Джакал коротко кивнул головой. Его собственный корабль показался ему прекраснее всех на свете, хотя краска на правом боку судна немного потрескалась из-за морской воды. «Шакалью Пасть» нужно было лишь немного подлатать, и тогда она сможет встать во главе флотилии Сельвигов.
— Ну и какой капитан будет всем этим руководить? — поинтересовался Джакал, всё ещё осматривая «Шакалью Пасть» из окна. Боги, он действительно влюбился. Ещё никогда прежде он не видел столь прекрасного и родного сердцу корабля. Словно это было не судно, а изумительной красоты женщина — лёгкая, игривая, но невероятно опасная. Настоящая морская разбойница.
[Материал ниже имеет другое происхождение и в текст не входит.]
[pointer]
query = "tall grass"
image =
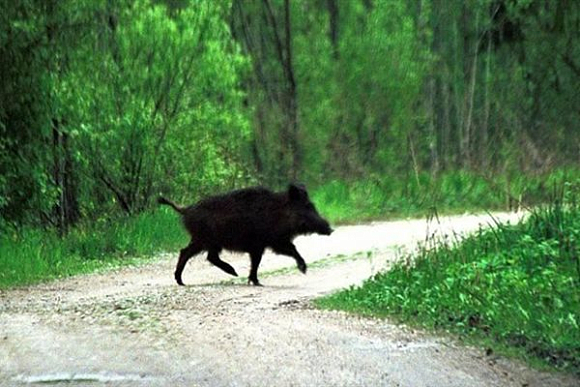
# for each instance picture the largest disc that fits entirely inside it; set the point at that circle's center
(379, 197)
(513, 286)
(29, 255)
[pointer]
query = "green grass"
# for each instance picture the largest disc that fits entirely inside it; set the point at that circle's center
(381, 197)
(29, 256)
(515, 288)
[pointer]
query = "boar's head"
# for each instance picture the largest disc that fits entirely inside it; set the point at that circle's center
(304, 219)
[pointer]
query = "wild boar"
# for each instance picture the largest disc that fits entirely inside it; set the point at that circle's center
(248, 220)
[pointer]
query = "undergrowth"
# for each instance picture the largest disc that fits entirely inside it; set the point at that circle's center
(380, 197)
(514, 286)
(29, 255)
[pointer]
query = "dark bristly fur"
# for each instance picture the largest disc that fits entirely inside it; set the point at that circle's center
(248, 220)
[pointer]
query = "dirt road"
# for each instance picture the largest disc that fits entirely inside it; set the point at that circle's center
(136, 327)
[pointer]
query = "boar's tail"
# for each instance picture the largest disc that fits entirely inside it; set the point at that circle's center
(162, 200)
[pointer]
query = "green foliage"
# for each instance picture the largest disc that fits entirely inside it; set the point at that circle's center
(31, 255)
(383, 196)
(516, 285)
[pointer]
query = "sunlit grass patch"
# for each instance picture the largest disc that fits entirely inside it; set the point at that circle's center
(515, 286)
(29, 256)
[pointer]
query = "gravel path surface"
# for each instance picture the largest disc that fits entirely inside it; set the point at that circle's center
(136, 327)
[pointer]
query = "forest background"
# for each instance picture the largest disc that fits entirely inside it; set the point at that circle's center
(382, 108)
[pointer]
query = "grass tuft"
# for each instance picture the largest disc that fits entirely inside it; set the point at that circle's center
(514, 286)
(29, 256)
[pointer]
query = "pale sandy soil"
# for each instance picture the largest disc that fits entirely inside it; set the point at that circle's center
(136, 327)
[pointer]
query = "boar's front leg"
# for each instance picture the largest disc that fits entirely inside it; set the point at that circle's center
(256, 258)
(214, 258)
(184, 256)
(288, 248)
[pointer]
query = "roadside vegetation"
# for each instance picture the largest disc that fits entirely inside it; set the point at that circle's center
(30, 255)
(511, 288)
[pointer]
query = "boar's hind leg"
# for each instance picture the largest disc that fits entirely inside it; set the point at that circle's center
(289, 249)
(184, 256)
(214, 258)
(256, 258)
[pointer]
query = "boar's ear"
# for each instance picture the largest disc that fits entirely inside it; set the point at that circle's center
(297, 192)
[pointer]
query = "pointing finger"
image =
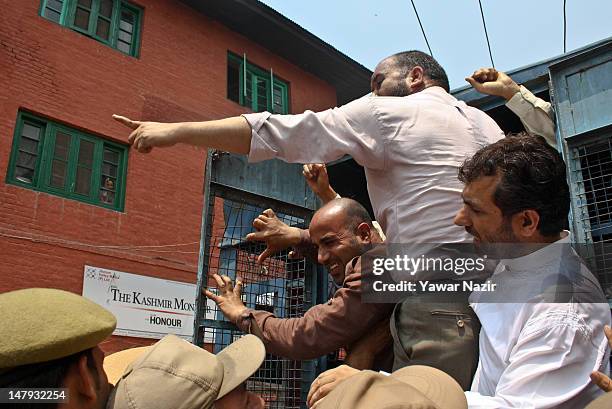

— Мне не нужен капитан, когда у меня есть сын.
— Поручаешь командование мне?! — Джакал изумлённо выдохнул, оборачиваясь к отцу. Этого он совсем не ожидал! — Мне всего шестнадцать лет.
— Когда твой прадед умер во время сражения, его сын, Лагхар — он же твой дед — взял командование на себя. Ему тогда было только девять, — усмехнулся Тарлан. — Море у тебя в крови. Мы же Сельвиги, в конце концов. А теперь иди, и не испытывай моё терпение, иначе я передумаю и пошлю с тобой Каласа.
— Понял! — вскрикнул Джакал и, схватив обоих Талмэев за шкирку, быстро выскользнул из тронного зала. Едва тяжёлые двери захлопнулись за ними, юноша победно усмехнулся и согнулся, пытаясь отдышаться. Он не ожидал, что встреча с отцом окажется настолько весёлой, но утомительной. Сколько раз Тарлан испытывал своего сына? Сколько раз задавал вопросы, на которые Джакал с испуга не знал, что ответить? Но тем не менее он справился, и теперь был командующим флотилии Альвишей. И хозяином собственного корабля.
— Идём, я хочу посмотреть на «Шакалью Пасть» поближе, — усмехнулся Джакал и помчался вниз по ступенькам, не оставляя Соколам другого выхода, кроме как последовать за ним. Морской воздух снова ударил им в лицо, когда они оказались на улице, и на мгновение ребята вдруг почувствовали себя свободными, как птицы. Они и были птицами. Морской сельвиг и два гордых сокола, способные дать отпор любому, кто выступит против них.
Гул барабанов эхом разносился по ущелью, заставляя сердце биться в такт этому странному ритму. Со всех сторон доносилось негромкое пение. И Ньёр впервые ощутил на себе, что значит боевая мелодия — она вводила в какой-то странный транс, и не оставалось ни страха, ни жалости. Юноша не чувствовал боли от стёртых сапогами ног, не чувствовал холода, пробиравшего до костей. Существовало только это таинственное пение, к которому нестерпимо хотелось присоединиться. Ньёр не знал чистый фабарский — он и в Академии говорил на всеобщем языке — но губы двигались сами собой, повторяя странный, совершенно непонятный вэлнийцу набор звуков.